The EU General Data Protection Regulation and Me (and You)

Andrew Stephens, Saturday the 23rd of June, 2018 in Computing, Rant

The GDPR has been implemented and this may affect your website, even if it is completely static.

A photo I took of some data
A photo I took of some data

The GDPR came into force in the EU on the 25th of May, 2018 to much wailing and gnashing to teeth from IT people who should know better. The GDPR specifies in great detail what data about individuals can be lawfully obtained and stored without those individuals' explicit and informed consent.

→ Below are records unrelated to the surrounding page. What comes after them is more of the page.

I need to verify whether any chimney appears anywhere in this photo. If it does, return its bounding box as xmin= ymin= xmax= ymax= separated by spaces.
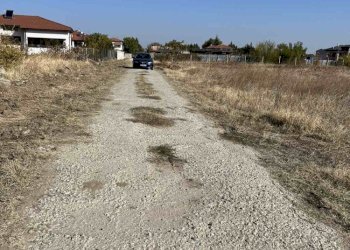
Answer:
xmin=4 ymin=10 xmax=13 ymax=19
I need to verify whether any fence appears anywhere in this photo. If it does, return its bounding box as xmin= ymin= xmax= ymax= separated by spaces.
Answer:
xmin=70 ymin=48 xmax=124 ymax=61
xmin=154 ymin=53 xmax=344 ymax=66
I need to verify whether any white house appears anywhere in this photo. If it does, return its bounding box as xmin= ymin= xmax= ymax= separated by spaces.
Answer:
xmin=111 ymin=38 xmax=125 ymax=60
xmin=0 ymin=11 xmax=73 ymax=54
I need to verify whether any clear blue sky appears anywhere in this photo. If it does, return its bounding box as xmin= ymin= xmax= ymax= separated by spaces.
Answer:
xmin=0 ymin=0 xmax=350 ymax=52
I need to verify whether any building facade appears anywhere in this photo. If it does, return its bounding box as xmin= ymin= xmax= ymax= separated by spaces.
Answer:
xmin=0 ymin=11 xmax=73 ymax=54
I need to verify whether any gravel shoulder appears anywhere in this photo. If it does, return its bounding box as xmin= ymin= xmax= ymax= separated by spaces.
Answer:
xmin=27 ymin=69 xmax=342 ymax=249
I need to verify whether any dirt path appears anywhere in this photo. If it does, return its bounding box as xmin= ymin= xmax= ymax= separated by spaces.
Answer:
xmin=28 ymin=70 xmax=341 ymax=249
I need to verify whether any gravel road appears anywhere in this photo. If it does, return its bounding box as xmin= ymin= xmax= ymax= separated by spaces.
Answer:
xmin=27 ymin=69 xmax=342 ymax=249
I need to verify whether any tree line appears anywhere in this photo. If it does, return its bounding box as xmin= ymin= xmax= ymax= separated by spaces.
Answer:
xmin=76 ymin=33 xmax=350 ymax=66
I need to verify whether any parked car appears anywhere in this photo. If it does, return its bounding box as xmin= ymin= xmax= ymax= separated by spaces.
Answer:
xmin=132 ymin=53 xmax=153 ymax=70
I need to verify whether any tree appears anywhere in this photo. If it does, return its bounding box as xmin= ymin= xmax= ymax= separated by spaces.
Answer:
xmin=202 ymin=36 xmax=222 ymax=49
xmin=86 ymin=33 xmax=113 ymax=50
xmin=124 ymin=37 xmax=143 ymax=54
xmin=239 ymin=43 xmax=255 ymax=55
xmin=147 ymin=42 xmax=163 ymax=52
xmin=255 ymin=41 xmax=279 ymax=63
xmin=292 ymin=42 xmax=307 ymax=60
xmin=228 ymin=42 xmax=238 ymax=52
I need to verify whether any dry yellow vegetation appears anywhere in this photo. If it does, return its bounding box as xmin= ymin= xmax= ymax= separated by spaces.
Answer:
xmin=163 ymin=62 xmax=350 ymax=236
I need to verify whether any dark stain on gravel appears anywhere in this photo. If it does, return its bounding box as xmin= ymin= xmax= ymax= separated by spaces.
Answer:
xmin=83 ymin=180 xmax=104 ymax=194
xmin=116 ymin=182 xmax=128 ymax=187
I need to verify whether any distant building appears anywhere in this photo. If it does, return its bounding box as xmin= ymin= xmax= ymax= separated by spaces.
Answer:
xmin=111 ymin=37 xmax=124 ymax=51
xmin=0 ymin=10 xmax=73 ymax=54
xmin=203 ymin=44 xmax=233 ymax=54
xmin=111 ymin=37 xmax=125 ymax=60
xmin=149 ymin=44 xmax=162 ymax=53
xmin=316 ymin=45 xmax=350 ymax=62
xmin=72 ymin=30 xmax=87 ymax=48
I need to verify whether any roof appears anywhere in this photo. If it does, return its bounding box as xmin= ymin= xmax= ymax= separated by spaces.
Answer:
xmin=72 ymin=30 xmax=86 ymax=41
xmin=111 ymin=37 xmax=123 ymax=43
xmin=0 ymin=15 xmax=73 ymax=32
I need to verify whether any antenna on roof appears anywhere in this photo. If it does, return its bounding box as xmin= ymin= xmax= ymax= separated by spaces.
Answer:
xmin=4 ymin=10 xmax=13 ymax=19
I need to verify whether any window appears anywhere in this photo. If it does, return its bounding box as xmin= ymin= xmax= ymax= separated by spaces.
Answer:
xmin=28 ymin=38 xmax=64 ymax=48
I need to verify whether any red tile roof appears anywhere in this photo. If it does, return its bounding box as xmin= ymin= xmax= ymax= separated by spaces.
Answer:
xmin=111 ymin=37 xmax=123 ymax=43
xmin=0 ymin=15 xmax=73 ymax=32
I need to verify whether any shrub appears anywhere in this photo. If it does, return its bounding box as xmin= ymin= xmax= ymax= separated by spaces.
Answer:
xmin=0 ymin=45 xmax=24 ymax=69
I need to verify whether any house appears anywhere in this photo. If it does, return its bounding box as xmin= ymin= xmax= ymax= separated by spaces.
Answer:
xmin=0 ymin=10 xmax=73 ymax=54
xmin=111 ymin=37 xmax=126 ymax=60
xmin=111 ymin=37 xmax=124 ymax=51
xmin=72 ymin=30 xmax=87 ymax=48
xmin=204 ymin=44 xmax=233 ymax=54
xmin=316 ymin=45 xmax=350 ymax=62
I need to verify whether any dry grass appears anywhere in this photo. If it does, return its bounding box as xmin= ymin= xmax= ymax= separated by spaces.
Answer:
xmin=0 ymin=56 xmax=123 ymax=248
xmin=129 ymin=107 xmax=174 ymax=127
xmin=7 ymin=55 xmax=91 ymax=81
xmin=164 ymin=63 xmax=350 ymax=233
xmin=135 ymin=75 xmax=161 ymax=100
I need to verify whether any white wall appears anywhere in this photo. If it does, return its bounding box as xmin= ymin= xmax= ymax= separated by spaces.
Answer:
xmin=25 ymin=30 xmax=72 ymax=49
xmin=0 ymin=27 xmax=24 ymax=46
xmin=116 ymin=50 xmax=125 ymax=60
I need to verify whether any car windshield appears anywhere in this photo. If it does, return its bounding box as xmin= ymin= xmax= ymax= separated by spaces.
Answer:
xmin=136 ymin=54 xmax=151 ymax=59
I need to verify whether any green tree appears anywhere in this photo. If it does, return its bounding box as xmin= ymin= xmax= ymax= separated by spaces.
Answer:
xmin=124 ymin=37 xmax=143 ymax=54
xmin=228 ymin=42 xmax=238 ymax=52
xmin=86 ymin=33 xmax=113 ymax=50
xmin=292 ymin=42 xmax=307 ymax=61
xmin=202 ymin=36 xmax=222 ymax=49
xmin=239 ymin=43 xmax=255 ymax=55
xmin=277 ymin=43 xmax=292 ymax=62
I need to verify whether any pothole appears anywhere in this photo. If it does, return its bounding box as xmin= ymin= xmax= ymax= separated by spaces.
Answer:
xmin=128 ymin=107 xmax=175 ymax=127
xmin=148 ymin=144 xmax=186 ymax=169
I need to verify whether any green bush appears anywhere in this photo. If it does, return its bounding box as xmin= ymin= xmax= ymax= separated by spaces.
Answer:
xmin=0 ymin=45 xmax=24 ymax=69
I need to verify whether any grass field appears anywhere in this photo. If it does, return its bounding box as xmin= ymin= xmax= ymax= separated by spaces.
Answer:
xmin=163 ymin=62 xmax=350 ymax=234
xmin=0 ymin=56 xmax=124 ymax=248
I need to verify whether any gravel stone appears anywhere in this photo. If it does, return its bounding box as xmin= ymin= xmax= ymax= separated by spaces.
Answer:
xmin=27 ymin=69 xmax=342 ymax=249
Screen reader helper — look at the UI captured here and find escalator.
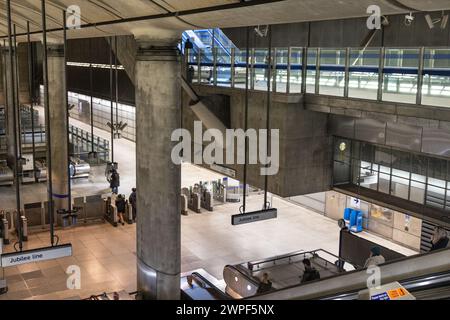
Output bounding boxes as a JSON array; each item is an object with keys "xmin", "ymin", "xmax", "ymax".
[{"xmin": 181, "ymin": 249, "xmax": 450, "ymax": 300}]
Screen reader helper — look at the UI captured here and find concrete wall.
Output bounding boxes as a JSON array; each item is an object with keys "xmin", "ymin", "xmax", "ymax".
[
  {"xmin": 224, "ymin": 12, "xmax": 450, "ymax": 48},
  {"xmin": 183, "ymin": 85, "xmax": 331, "ymax": 197}
]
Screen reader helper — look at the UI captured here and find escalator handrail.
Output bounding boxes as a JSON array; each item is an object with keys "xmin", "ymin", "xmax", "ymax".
[
  {"xmin": 225, "ymin": 264, "xmax": 260, "ymax": 287},
  {"xmin": 251, "ymin": 248, "xmax": 450, "ymax": 298},
  {"xmin": 192, "ymin": 272, "xmax": 231, "ymax": 300},
  {"xmin": 247, "ymin": 249, "xmax": 361, "ymax": 270}
]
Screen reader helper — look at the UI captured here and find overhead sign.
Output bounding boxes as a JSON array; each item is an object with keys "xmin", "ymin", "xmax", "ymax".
[
  {"xmin": 231, "ymin": 208, "xmax": 278, "ymax": 226},
  {"xmin": 351, "ymin": 197, "xmax": 361, "ymax": 209},
  {"xmin": 1, "ymin": 244, "xmax": 72, "ymax": 268}
]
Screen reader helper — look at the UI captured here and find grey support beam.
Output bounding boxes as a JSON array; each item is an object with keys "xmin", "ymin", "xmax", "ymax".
[
  {"xmin": 135, "ymin": 40, "xmax": 181, "ymax": 300},
  {"xmin": 47, "ymin": 44, "xmax": 70, "ymax": 216}
]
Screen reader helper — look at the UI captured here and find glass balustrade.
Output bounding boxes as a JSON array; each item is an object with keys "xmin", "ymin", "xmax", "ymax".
[{"xmin": 187, "ymin": 45, "xmax": 450, "ymax": 107}]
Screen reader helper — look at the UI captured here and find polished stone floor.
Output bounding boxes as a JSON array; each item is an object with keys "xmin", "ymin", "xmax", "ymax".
[{"xmin": 0, "ymin": 120, "xmax": 415, "ymax": 300}]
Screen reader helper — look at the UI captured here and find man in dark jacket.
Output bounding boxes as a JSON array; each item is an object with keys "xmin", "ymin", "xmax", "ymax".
[
  {"xmin": 430, "ymin": 227, "xmax": 449, "ymax": 251},
  {"xmin": 116, "ymin": 194, "xmax": 126, "ymax": 225},
  {"xmin": 128, "ymin": 188, "xmax": 136, "ymax": 221},
  {"xmin": 302, "ymin": 259, "xmax": 320, "ymax": 283},
  {"xmin": 109, "ymin": 170, "xmax": 120, "ymax": 194}
]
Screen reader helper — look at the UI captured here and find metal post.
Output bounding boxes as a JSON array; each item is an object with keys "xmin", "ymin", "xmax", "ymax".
[
  {"xmin": 109, "ymin": 37, "xmax": 117, "ymax": 162},
  {"xmin": 302, "ymin": 48, "xmax": 308, "ymax": 94},
  {"xmin": 231, "ymin": 48, "xmax": 236, "ymax": 88},
  {"xmin": 416, "ymin": 47, "xmax": 424, "ymax": 105},
  {"xmin": 40, "ymin": 0, "xmax": 55, "ymax": 247},
  {"xmin": 13, "ymin": 25, "xmax": 22, "ymax": 159},
  {"xmin": 27, "ymin": 21, "xmax": 38, "ymax": 182},
  {"xmin": 6, "ymin": 0, "xmax": 23, "ymax": 251},
  {"xmin": 286, "ymin": 47, "xmax": 292, "ymax": 94},
  {"xmin": 62, "ymin": 10, "xmax": 72, "ymax": 212},
  {"xmin": 377, "ymin": 47, "xmax": 386, "ymax": 101},
  {"xmin": 314, "ymin": 48, "xmax": 320, "ymax": 94},
  {"xmin": 242, "ymin": 27, "xmax": 250, "ymax": 213},
  {"xmin": 263, "ymin": 25, "xmax": 270, "ymax": 209},
  {"xmin": 114, "ymin": 36, "xmax": 119, "ymax": 131},
  {"xmin": 344, "ymin": 48, "xmax": 350, "ymax": 98},
  {"xmin": 197, "ymin": 49, "xmax": 202, "ymax": 84},
  {"xmin": 89, "ymin": 39, "xmax": 94, "ymax": 156},
  {"xmin": 269, "ymin": 47, "xmax": 278, "ymax": 92},
  {"xmin": 251, "ymin": 48, "xmax": 256, "ymax": 90},
  {"xmin": 212, "ymin": 47, "xmax": 218, "ymax": 86}
]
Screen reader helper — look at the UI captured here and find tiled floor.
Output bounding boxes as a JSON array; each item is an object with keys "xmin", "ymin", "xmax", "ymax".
[
  {"xmin": 0, "ymin": 189, "xmax": 414, "ymax": 299},
  {"xmin": 0, "ymin": 114, "xmax": 414, "ymax": 300}
]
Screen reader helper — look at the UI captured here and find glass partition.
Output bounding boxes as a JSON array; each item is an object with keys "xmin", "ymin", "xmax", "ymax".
[
  {"xmin": 306, "ymin": 48, "xmax": 318, "ymax": 93},
  {"xmin": 234, "ymin": 49, "xmax": 251, "ymax": 89},
  {"xmin": 319, "ymin": 49, "xmax": 345, "ymax": 97},
  {"xmin": 348, "ymin": 49, "xmax": 380, "ymax": 100},
  {"xmin": 333, "ymin": 137, "xmax": 450, "ymax": 211},
  {"xmin": 214, "ymin": 48, "xmax": 231, "ymax": 87},
  {"xmin": 273, "ymin": 48, "xmax": 289, "ymax": 93},
  {"xmin": 383, "ymin": 49, "xmax": 419, "ymax": 103},
  {"xmin": 289, "ymin": 48, "xmax": 303, "ymax": 93}
]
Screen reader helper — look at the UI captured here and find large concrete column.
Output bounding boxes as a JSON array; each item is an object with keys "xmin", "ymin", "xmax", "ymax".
[
  {"xmin": 135, "ymin": 40, "xmax": 181, "ymax": 300},
  {"xmin": 17, "ymin": 43, "xmax": 31, "ymax": 104},
  {"xmin": 2, "ymin": 47, "xmax": 18, "ymax": 168},
  {"xmin": 47, "ymin": 44, "xmax": 69, "ymax": 215}
]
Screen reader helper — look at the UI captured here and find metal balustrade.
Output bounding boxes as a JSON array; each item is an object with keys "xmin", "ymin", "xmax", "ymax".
[{"xmin": 184, "ymin": 47, "xmax": 450, "ymax": 107}]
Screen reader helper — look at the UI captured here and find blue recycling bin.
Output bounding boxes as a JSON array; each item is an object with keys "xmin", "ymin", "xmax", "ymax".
[
  {"xmin": 349, "ymin": 210, "xmax": 363, "ymax": 232},
  {"xmin": 344, "ymin": 208, "xmax": 353, "ymax": 223}
]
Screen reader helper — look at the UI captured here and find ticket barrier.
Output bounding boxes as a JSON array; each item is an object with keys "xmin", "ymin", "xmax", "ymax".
[
  {"xmin": 212, "ymin": 179, "xmax": 227, "ymax": 203},
  {"xmin": 180, "ymin": 194, "xmax": 189, "ymax": 216},
  {"xmin": 181, "ymin": 187, "xmax": 201, "ymax": 213},
  {"xmin": 0, "ymin": 210, "xmax": 28, "ymax": 244},
  {"xmin": 0, "ymin": 213, "xmax": 11, "ymax": 244},
  {"xmin": 103, "ymin": 196, "xmax": 134, "ymax": 227}
]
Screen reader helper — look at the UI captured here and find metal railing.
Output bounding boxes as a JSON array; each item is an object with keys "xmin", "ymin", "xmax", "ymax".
[{"xmin": 185, "ymin": 47, "xmax": 450, "ymax": 107}]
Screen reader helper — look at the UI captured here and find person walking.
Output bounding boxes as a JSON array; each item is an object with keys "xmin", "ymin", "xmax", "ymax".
[
  {"xmin": 109, "ymin": 169, "xmax": 120, "ymax": 194},
  {"xmin": 128, "ymin": 188, "xmax": 137, "ymax": 222}
]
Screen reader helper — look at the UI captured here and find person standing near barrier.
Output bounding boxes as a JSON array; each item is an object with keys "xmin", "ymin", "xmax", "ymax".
[
  {"xmin": 116, "ymin": 194, "xmax": 126, "ymax": 226},
  {"xmin": 128, "ymin": 188, "xmax": 136, "ymax": 221},
  {"xmin": 109, "ymin": 169, "xmax": 120, "ymax": 194},
  {"xmin": 430, "ymin": 227, "xmax": 448, "ymax": 251},
  {"xmin": 364, "ymin": 246, "xmax": 386, "ymax": 268}
]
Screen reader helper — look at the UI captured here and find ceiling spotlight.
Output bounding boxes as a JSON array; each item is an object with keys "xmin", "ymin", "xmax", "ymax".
[
  {"xmin": 405, "ymin": 12, "xmax": 414, "ymax": 27},
  {"xmin": 441, "ymin": 14, "xmax": 448, "ymax": 29},
  {"xmin": 425, "ymin": 12, "xmax": 448, "ymax": 29}
]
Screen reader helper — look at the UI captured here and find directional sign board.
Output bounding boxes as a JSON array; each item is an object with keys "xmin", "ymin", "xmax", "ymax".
[
  {"xmin": 231, "ymin": 208, "xmax": 278, "ymax": 226},
  {"xmin": 1, "ymin": 244, "xmax": 72, "ymax": 268}
]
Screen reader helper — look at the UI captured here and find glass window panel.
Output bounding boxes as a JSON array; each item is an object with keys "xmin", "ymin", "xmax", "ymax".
[
  {"xmin": 410, "ymin": 181, "xmax": 425, "ymax": 204},
  {"xmin": 319, "ymin": 49, "xmax": 345, "ymax": 97},
  {"xmin": 306, "ymin": 48, "xmax": 317, "ymax": 93},
  {"xmin": 290, "ymin": 48, "xmax": 303, "ymax": 93},
  {"xmin": 273, "ymin": 48, "xmax": 289, "ymax": 93},
  {"xmin": 378, "ymin": 173, "xmax": 390, "ymax": 194},
  {"xmin": 383, "ymin": 49, "xmax": 419, "ymax": 103},
  {"xmin": 348, "ymin": 49, "xmax": 380, "ymax": 100},
  {"xmin": 375, "ymin": 146, "xmax": 391, "ymax": 167}
]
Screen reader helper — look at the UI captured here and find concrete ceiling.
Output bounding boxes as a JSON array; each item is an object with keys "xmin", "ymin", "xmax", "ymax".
[{"xmin": 0, "ymin": 0, "xmax": 450, "ymax": 41}]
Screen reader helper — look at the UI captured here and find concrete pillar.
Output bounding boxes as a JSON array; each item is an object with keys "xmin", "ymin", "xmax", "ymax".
[
  {"xmin": 135, "ymin": 40, "xmax": 181, "ymax": 300},
  {"xmin": 2, "ymin": 47, "xmax": 18, "ymax": 168},
  {"xmin": 47, "ymin": 44, "xmax": 69, "ymax": 215},
  {"xmin": 0, "ymin": 47, "xmax": 6, "ymax": 106},
  {"xmin": 17, "ymin": 43, "xmax": 31, "ymax": 104}
]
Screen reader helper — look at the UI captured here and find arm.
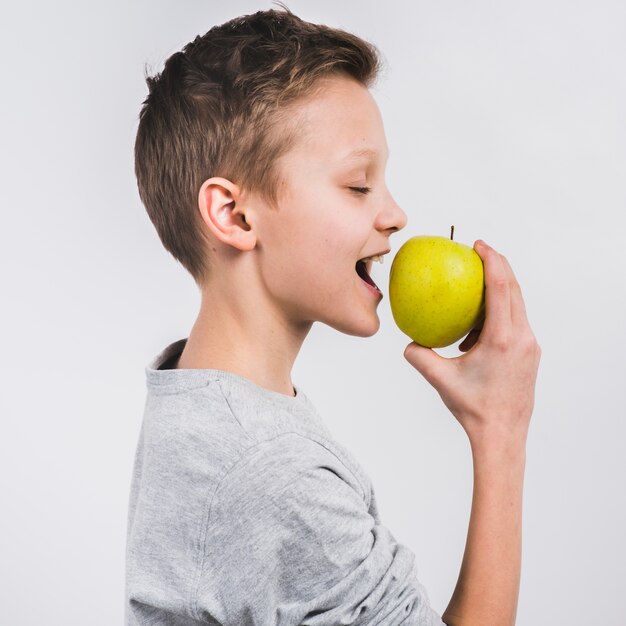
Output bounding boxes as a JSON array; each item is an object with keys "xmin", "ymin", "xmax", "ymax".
[
  {"xmin": 442, "ymin": 440, "xmax": 525, "ymax": 626},
  {"xmin": 404, "ymin": 241, "xmax": 541, "ymax": 626}
]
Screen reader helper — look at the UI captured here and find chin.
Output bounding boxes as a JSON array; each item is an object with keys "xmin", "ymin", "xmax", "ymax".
[{"xmin": 326, "ymin": 313, "xmax": 380, "ymax": 337}]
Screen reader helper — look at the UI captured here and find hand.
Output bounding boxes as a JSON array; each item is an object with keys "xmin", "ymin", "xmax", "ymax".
[{"xmin": 404, "ymin": 240, "xmax": 541, "ymax": 443}]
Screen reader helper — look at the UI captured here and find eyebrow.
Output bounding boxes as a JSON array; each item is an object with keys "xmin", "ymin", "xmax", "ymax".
[{"xmin": 341, "ymin": 148, "xmax": 390, "ymax": 161}]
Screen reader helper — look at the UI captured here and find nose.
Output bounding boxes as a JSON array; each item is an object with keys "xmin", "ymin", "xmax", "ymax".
[{"xmin": 378, "ymin": 194, "xmax": 408, "ymax": 233}]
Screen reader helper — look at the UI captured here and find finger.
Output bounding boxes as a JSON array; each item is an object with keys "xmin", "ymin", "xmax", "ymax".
[
  {"xmin": 501, "ymin": 255, "xmax": 528, "ymax": 326},
  {"xmin": 474, "ymin": 239, "xmax": 511, "ymax": 339},
  {"xmin": 459, "ymin": 327, "xmax": 482, "ymax": 352},
  {"xmin": 404, "ymin": 341, "xmax": 449, "ymax": 388}
]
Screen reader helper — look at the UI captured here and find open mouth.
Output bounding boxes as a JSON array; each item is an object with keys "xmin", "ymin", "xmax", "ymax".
[{"xmin": 355, "ymin": 261, "xmax": 380, "ymax": 291}]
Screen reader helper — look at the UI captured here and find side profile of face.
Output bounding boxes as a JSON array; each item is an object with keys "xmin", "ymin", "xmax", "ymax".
[
  {"xmin": 241, "ymin": 77, "xmax": 407, "ymax": 336},
  {"xmin": 199, "ymin": 75, "xmax": 407, "ymax": 337}
]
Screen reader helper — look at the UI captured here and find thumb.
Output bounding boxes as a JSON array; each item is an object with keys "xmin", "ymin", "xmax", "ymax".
[{"xmin": 404, "ymin": 341, "xmax": 447, "ymax": 387}]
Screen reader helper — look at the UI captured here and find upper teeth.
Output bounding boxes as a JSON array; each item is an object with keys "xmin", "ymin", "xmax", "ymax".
[{"xmin": 362, "ymin": 254, "xmax": 383, "ymax": 263}]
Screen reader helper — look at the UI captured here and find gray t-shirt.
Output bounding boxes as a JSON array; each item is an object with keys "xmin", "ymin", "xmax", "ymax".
[{"xmin": 125, "ymin": 339, "xmax": 443, "ymax": 626}]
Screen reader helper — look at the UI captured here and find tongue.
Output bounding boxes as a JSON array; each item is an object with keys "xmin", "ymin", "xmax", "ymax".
[{"xmin": 356, "ymin": 261, "xmax": 380, "ymax": 291}]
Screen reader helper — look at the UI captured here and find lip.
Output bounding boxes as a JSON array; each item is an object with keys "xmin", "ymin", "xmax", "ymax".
[
  {"xmin": 357, "ymin": 274, "xmax": 383, "ymax": 300},
  {"xmin": 359, "ymin": 248, "xmax": 391, "ymax": 260}
]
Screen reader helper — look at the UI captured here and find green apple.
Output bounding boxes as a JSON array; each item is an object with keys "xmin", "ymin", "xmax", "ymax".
[{"xmin": 389, "ymin": 227, "xmax": 485, "ymax": 348}]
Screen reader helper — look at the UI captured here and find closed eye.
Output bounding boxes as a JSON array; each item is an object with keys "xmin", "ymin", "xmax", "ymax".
[{"xmin": 350, "ymin": 187, "xmax": 372, "ymax": 194}]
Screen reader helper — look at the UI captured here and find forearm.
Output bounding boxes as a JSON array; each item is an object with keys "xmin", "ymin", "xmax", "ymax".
[{"xmin": 442, "ymin": 438, "xmax": 526, "ymax": 626}]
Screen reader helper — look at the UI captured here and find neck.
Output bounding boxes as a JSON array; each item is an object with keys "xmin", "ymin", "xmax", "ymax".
[{"xmin": 177, "ymin": 272, "xmax": 312, "ymax": 397}]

Although I am not in the EU, I fully support the intent of the legislation. For far to long companies on the web have been amassing huge databases of information on people using their websites and it has already caused all sorts of trouble.

Websites naturally accrue vast amounts of data and are subject to GDPR rules. I am not just talking about sites like Facebook which obviously have a lot of peoples life storiesI previously wrote The Seven Realities of Social Networking on that topic, but even static sites like this one passively accrue data in logs that contain potentially identifiable information.

Sheep.horse only gets a dozen hits a day and as the admin I get to see the IP addresses of every visitor in the logs. IP addresses are not tied to a single person or location, but in practice I can make a pretty good guess which of my friends is reading my blog at a given time by using a location service, particularly if I know they favor a particular OS.

Snippet of the access.log file from this website. The highlighted lines are from me browsing to the top level page. My IP address is the first column on the left.
Snippet of the access.log file from this website. The highlighted lines are from me browsing to the top level page. My IP address is the first column on the left.

The GDPR contains explicit language allows for data like this to be stored for technical reasons but makes website owners liable for any misuse of the data, even if it is leaked as a result of a hack.

In the case of Sheep.horse, this logging is sometimes useful to diagnose immediate problems with the site but I can't think of a reason to store the logs long term, which is the default. But defaults exist to be changed and I have modified the /etc/logrotate.d/nginx file to shred logs after 24 hours. Data can't leak if it has been deleted.

This seems pretty silly on Sheep.horse but the GDPR is really aimed at companies that are in the business of obtaining data. And while this obviously includes Facebook and its ilk, personally I am more concerned with the advertising companies that gather data across a huge swath of sites.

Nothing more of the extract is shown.